🤖 AI Summary
This work investigates efficient training strategies for models to acquire low-frequency compositional reasoning skills under long-tailed power-law distributions. Focusing on compositional reasoning tasks, the authors compare power-law and uniform data sampling strategies through theoretical sample complexity analysis and loss landscape characterization. They demonstrate that power-law sampling introduces a beneficial asymmetry, enabling models to first master high-frequency skills and subsequently transfer this knowledge effectively to rare compositions.
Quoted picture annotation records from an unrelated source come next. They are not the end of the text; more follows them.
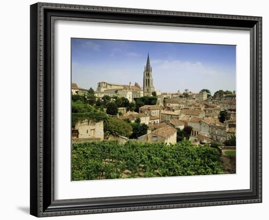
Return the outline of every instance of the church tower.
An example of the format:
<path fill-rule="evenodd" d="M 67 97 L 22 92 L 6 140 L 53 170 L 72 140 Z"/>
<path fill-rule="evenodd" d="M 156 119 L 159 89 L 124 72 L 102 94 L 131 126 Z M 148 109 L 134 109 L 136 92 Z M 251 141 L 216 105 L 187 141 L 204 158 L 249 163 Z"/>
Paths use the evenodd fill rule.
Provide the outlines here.
<path fill-rule="evenodd" d="M 152 78 L 152 67 L 150 66 L 150 57 L 148 53 L 147 64 L 144 69 L 144 80 L 143 81 L 144 96 L 150 96 L 154 92 L 153 78 Z"/>

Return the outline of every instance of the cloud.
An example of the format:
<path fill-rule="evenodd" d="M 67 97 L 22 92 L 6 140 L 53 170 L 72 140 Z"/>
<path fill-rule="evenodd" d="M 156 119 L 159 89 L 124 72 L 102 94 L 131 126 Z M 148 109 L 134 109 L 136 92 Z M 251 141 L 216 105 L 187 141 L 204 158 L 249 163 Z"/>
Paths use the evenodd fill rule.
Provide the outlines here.
<path fill-rule="evenodd" d="M 99 44 L 89 40 L 84 42 L 82 46 L 83 48 L 90 49 L 94 51 L 99 51 L 101 47 Z"/>

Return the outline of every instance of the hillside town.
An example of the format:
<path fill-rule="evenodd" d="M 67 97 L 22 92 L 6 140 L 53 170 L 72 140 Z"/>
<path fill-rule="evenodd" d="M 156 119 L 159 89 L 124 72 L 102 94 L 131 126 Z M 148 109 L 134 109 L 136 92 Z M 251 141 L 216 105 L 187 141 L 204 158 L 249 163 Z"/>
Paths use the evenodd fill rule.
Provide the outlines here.
<path fill-rule="evenodd" d="M 220 90 L 211 94 L 202 85 L 198 93 L 185 88 L 167 93 L 156 90 L 153 76 L 148 54 L 142 87 L 137 82 L 101 81 L 94 90 L 72 82 L 72 141 L 107 139 L 124 144 L 132 139 L 169 145 L 189 140 L 197 146 L 235 146 L 229 141 L 236 134 L 235 91 Z M 88 107 L 79 105 L 84 104 Z M 83 117 L 90 111 L 93 113 Z"/>

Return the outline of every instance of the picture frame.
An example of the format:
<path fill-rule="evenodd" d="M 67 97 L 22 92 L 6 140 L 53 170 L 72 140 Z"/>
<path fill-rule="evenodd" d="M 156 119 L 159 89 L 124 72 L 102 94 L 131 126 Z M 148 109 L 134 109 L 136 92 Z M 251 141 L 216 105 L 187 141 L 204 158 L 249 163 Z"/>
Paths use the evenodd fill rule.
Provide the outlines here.
<path fill-rule="evenodd" d="M 54 22 L 116 23 L 250 32 L 250 188 L 55 199 Z M 38 2 L 30 6 L 30 214 L 42 217 L 262 202 L 262 18 Z"/>

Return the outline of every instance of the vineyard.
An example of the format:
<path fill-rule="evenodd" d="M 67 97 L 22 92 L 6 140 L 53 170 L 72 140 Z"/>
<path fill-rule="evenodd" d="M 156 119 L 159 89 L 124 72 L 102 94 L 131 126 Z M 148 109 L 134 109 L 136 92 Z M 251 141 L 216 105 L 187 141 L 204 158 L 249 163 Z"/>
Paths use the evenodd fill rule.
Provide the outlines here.
<path fill-rule="evenodd" d="M 218 150 L 194 147 L 103 141 L 73 145 L 72 180 L 216 174 L 223 173 Z"/>

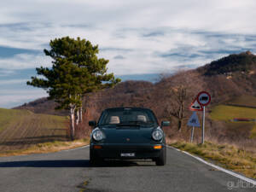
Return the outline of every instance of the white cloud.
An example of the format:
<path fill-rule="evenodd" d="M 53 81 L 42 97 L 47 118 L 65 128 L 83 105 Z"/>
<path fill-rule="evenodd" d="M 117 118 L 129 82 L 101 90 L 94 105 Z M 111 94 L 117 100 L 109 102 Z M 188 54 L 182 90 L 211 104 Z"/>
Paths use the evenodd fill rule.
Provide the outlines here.
<path fill-rule="evenodd" d="M 17 54 L 11 58 L 0 58 L 0 68 L 4 69 L 35 68 L 41 66 L 50 67 L 50 58 L 32 54 Z"/>
<path fill-rule="evenodd" d="M 11 90 L 8 94 L 0 95 L 0 108 L 14 108 L 24 102 L 47 96 L 43 90 Z"/>
<path fill-rule="evenodd" d="M 203 65 L 224 55 L 208 58 L 201 50 L 253 48 L 255 38 L 245 41 L 243 37 L 256 32 L 255 9 L 253 0 L 5 1 L 0 7 L 0 45 L 43 50 L 55 38 L 79 36 L 103 49 L 131 50 L 101 51 L 101 56 L 110 60 L 111 72 L 161 73 L 179 65 Z M 160 35 L 143 36 L 151 32 Z M 207 32 L 222 36 L 209 38 Z M 173 50 L 201 56 L 184 61 L 155 55 Z M 117 55 L 125 59 L 114 60 Z M 41 65 L 51 65 L 43 52 L 0 58 L 0 67 L 9 69 Z"/>

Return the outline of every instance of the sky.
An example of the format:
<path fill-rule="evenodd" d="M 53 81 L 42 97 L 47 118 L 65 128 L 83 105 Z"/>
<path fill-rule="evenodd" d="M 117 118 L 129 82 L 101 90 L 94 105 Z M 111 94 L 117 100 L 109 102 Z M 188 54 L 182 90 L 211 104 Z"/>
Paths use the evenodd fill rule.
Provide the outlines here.
<path fill-rule="evenodd" d="M 230 54 L 256 53 L 254 0 L 9 0 L 0 7 L 0 108 L 46 96 L 26 82 L 51 39 L 98 44 L 123 79 L 195 68 Z M 153 75 L 154 74 L 154 75 Z"/>

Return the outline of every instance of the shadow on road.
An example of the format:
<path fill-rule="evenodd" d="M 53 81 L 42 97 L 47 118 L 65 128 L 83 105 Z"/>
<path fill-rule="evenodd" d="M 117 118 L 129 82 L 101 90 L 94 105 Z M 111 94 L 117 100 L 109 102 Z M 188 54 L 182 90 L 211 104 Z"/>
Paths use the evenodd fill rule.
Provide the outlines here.
<path fill-rule="evenodd" d="M 142 162 L 142 164 L 141 164 Z M 138 164 L 139 163 L 139 164 Z M 90 166 L 88 160 L 24 160 L 0 162 L 1 167 L 124 167 L 152 166 L 151 161 L 105 160 Z"/>
<path fill-rule="evenodd" d="M 0 167 L 89 167 L 87 160 L 24 160 L 0 162 Z"/>

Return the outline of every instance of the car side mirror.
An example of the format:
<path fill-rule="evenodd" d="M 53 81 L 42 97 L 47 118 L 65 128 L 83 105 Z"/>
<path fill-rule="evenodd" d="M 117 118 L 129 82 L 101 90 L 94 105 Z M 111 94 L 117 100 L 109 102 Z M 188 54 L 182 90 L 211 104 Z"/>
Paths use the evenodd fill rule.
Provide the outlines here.
<path fill-rule="evenodd" d="M 95 127 L 96 125 L 96 122 L 95 120 L 89 121 L 89 126 Z"/>
<path fill-rule="evenodd" d="M 162 121 L 161 122 L 161 127 L 169 126 L 169 125 L 170 125 L 170 121 Z"/>

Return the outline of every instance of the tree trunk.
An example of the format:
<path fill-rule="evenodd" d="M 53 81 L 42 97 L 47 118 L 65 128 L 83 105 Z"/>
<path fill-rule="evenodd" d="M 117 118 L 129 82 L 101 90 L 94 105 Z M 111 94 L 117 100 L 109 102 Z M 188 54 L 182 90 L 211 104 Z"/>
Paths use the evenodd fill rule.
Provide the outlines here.
<path fill-rule="evenodd" d="M 75 108 L 70 108 L 70 125 L 71 125 L 71 129 L 70 129 L 70 137 L 72 140 L 74 139 L 74 121 L 75 121 Z"/>

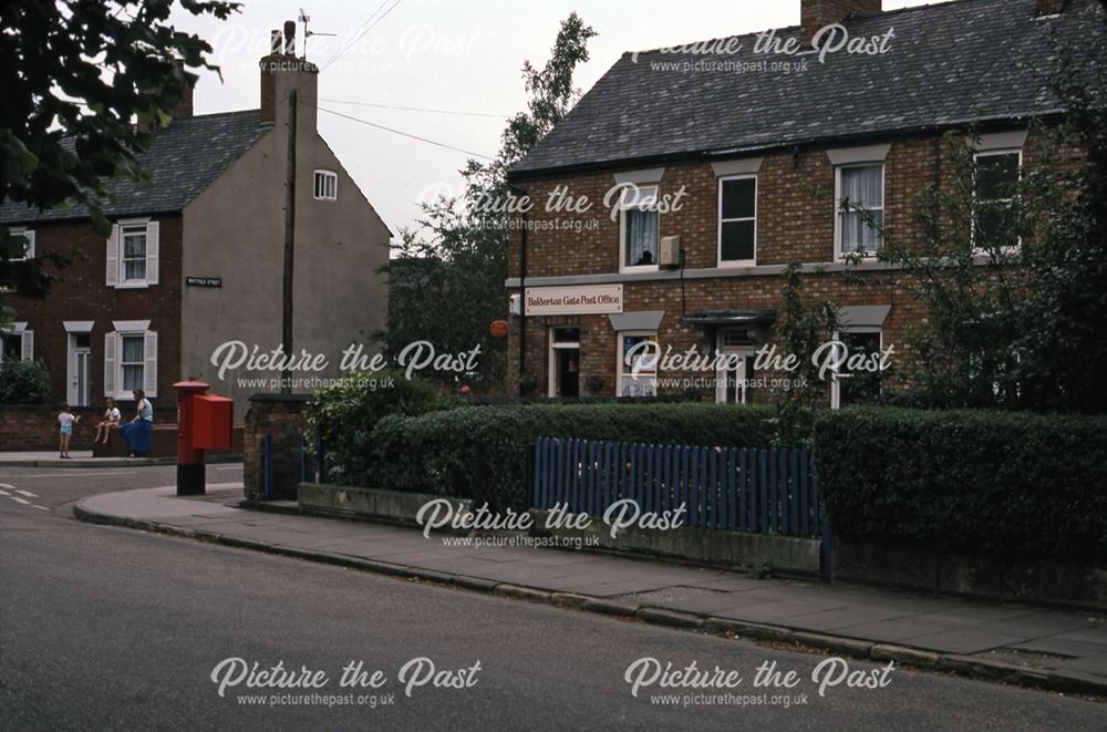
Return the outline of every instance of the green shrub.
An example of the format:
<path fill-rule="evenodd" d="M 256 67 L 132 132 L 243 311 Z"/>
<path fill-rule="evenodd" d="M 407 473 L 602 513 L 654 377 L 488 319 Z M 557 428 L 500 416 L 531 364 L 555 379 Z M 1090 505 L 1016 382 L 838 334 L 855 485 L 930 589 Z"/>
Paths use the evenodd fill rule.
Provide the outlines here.
<path fill-rule="evenodd" d="M 403 372 L 351 373 L 312 396 L 308 424 L 322 437 L 328 480 L 363 482 L 372 471 L 373 427 L 390 414 L 415 415 L 446 404 L 434 384 Z"/>
<path fill-rule="evenodd" d="M 1107 416 L 849 409 L 816 421 L 815 455 L 838 535 L 1107 560 Z"/>
<path fill-rule="evenodd" d="M 526 404 L 386 417 L 374 430 L 373 485 L 526 508 L 539 436 L 649 444 L 767 446 L 772 406 Z"/>
<path fill-rule="evenodd" d="M 42 361 L 0 364 L 0 404 L 49 404 L 50 371 Z"/>

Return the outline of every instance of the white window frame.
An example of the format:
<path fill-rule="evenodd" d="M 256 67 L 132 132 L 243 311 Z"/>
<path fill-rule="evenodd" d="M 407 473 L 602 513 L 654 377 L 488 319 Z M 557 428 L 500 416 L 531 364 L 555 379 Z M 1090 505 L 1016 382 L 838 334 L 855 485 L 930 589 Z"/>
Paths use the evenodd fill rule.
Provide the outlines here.
<path fill-rule="evenodd" d="M 884 204 L 888 199 L 888 181 L 886 178 L 886 169 L 883 161 L 856 161 L 850 163 L 842 163 L 840 165 L 834 166 L 834 260 L 845 261 L 846 255 L 841 250 L 841 217 L 844 212 L 841 210 L 841 172 L 847 168 L 856 167 L 876 167 L 880 166 L 880 207 L 879 208 L 868 208 L 866 210 L 876 212 L 879 210 L 881 214 L 886 214 L 887 208 Z M 888 217 L 884 215 L 884 224 L 888 223 Z M 877 255 L 884 247 L 884 237 L 881 233 L 880 235 L 880 246 L 873 254 L 862 255 L 866 259 L 876 259 Z M 850 256 L 856 257 L 858 251 L 848 252 Z"/>
<path fill-rule="evenodd" d="M 126 229 L 146 228 L 146 272 L 142 279 L 126 279 L 124 262 L 124 236 Z M 143 289 L 158 283 L 158 260 L 161 250 L 161 225 L 151 218 L 120 219 L 112 225 L 112 235 L 107 239 L 107 277 L 108 287 L 117 290 Z"/>
<path fill-rule="evenodd" d="M 320 182 L 322 182 L 322 186 L 320 186 Z M 330 187 L 329 195 L 328 187 Z M 338 200 L 339 174 L 334 171 L 317 168 L 311 176 L 311 195 L 315 200 Z"/>
<path fill-rule="evenodd" d="M 637 396 L 623 395 L 623 380 L 634 379 L 631 374 L 623 373 L 623 339 L 632 337 L 652 338 L 656 344 L 655 358 L 661 358 L 661 340 L 655 330 L 621 330 L 615 333 L 615 396 L 619 399 L 637 399 Z M 642 379 L 642 377 L 638 377 Z M 658 395 L 658 368 L 654 362 L 653 369 L 653 396 Z"/>
<path fill-rule="evenodd" d="M 19 360 L 31 361 L 34 359 L 34 331 L 28 329 L 25 322 L 13 322 L 0 332 L 0 340 L 3 338 L 19 337 Z M 0 342 L 0 363 L 3 363 L 3 343 Z"/>
<path fill-rule="evenodd" d="M 836 341 L 840 341 L 840 337 L 845 333 L 877 333 L 880 339 L 878 348 L 881 351 L 884 349 L 884 329 L 880 326 L 856 326 L 842 328 L 834 334 L 834 339 Z M 830 409 L 841 409 L 841 383 L 839 382 L 839 379 L 851 378 L 852 377 L 850 374 L 841 374 L 837 368 L 835 369 L 835 372 L 830 375 Z M 880 384 L 880 389 L 883 390 L 883 383 Z"/>
<path fill-rule="evenodd" d="M 739 218 L 723 218 L 723 184 L 727 181 L 745 181 L 753 179 L 754 182 L 754 215 L 753 217 L 744 216 Z M 747 173 L 743 175 L 725 175 L 718 178 L 718 229 L 715 234 L 716 246 L 715 246 L 715 261 L 718 264 L 720 268 L 725 267 L 754 267 L 757 265 L 757 189 L 759 187 L 759 182 L 757 181 L 756 173 Z M 754 256 L 752 259 L 723 259 L 723 224 L 731 221 L 749 221 L 754 223 Z"/>
<path fill-rule="evenodd" d="M 9 257 L 8 261 L 27 261 L 28 259 L 34 259 L 34 231 L 28 228 L 13 228 L 11 229 L 12 236 L 21 236 L 27 241 L 23 247 L 22 257 Z"/>
<path fill-rule="evenodd" d="M 654 206 L 658 207 L 658 256 L 654 257 L 656 260 L 661 255 L 661 184 L 660 183 L 645 183 L 645 184 L 634 184 L 634 187 L 625 187 L 619 192 L 619 202 L 615 204 L 619 206 L 619 271 L 620 272 L 655 272 L 659 271 L 659 266 L 656 261 L 652 265 L 628 265 L 627 262 L 627 212 L 630 209 L 638 208 L 638 205 L 627 205 L 624 198 L 628 190 L 638 190 L 639 194 L 648 189 L 653 189 L 653 200 Z"/>
<path fill-rule="evenodd" d="M 123 388 L 123 339 L 143 338 L 143 378 L 141 389 L 146 396 L 157 396 L 157 332 L 149 330 L 148 320 L 116 320 L 115 330 L 104 334 L 104 396 L 127 401 L 131 391 Z"/>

Empirical results on tasks such as state tracking and multi-step arithmetic show that power-law training substantially outperforms uniform sampling. Theoretically, this approach requires fewer samples to achieve comparable or superior generalization, establishing a sample-efficient paradigm for long-tailed compositional generalization.
📝 Abstract
Natural language data follows a power-law distribution, with most knowledge and skills appearing at very low frequency. While a common intuition suggests that reweighting or curating data towards a uniform distribution may help models better learn these long-tail skills, we find a counterintuitive result: across a wide range of compositional reasoning tasks, such as state tracking and multi-step arithmetic, training under power-law distributions consistently outperforms training under uniform distributions. To understand this advantage, we introduce a minimalist skill-composition task and show that learning under a power-law distribution provably requires significantly less training data. Our theoretical analysis reveals that power law sampling induces a beneficial asymmetry that improves the pathological loss landscape, which enables models to first acquire high-frequency skill compositions with low data complexity, which in turn serves as a stepping stone to efficiently learn rare long-tailed skills. Our results offer an alternative perspective on what constitutes an effective data distribution for training models.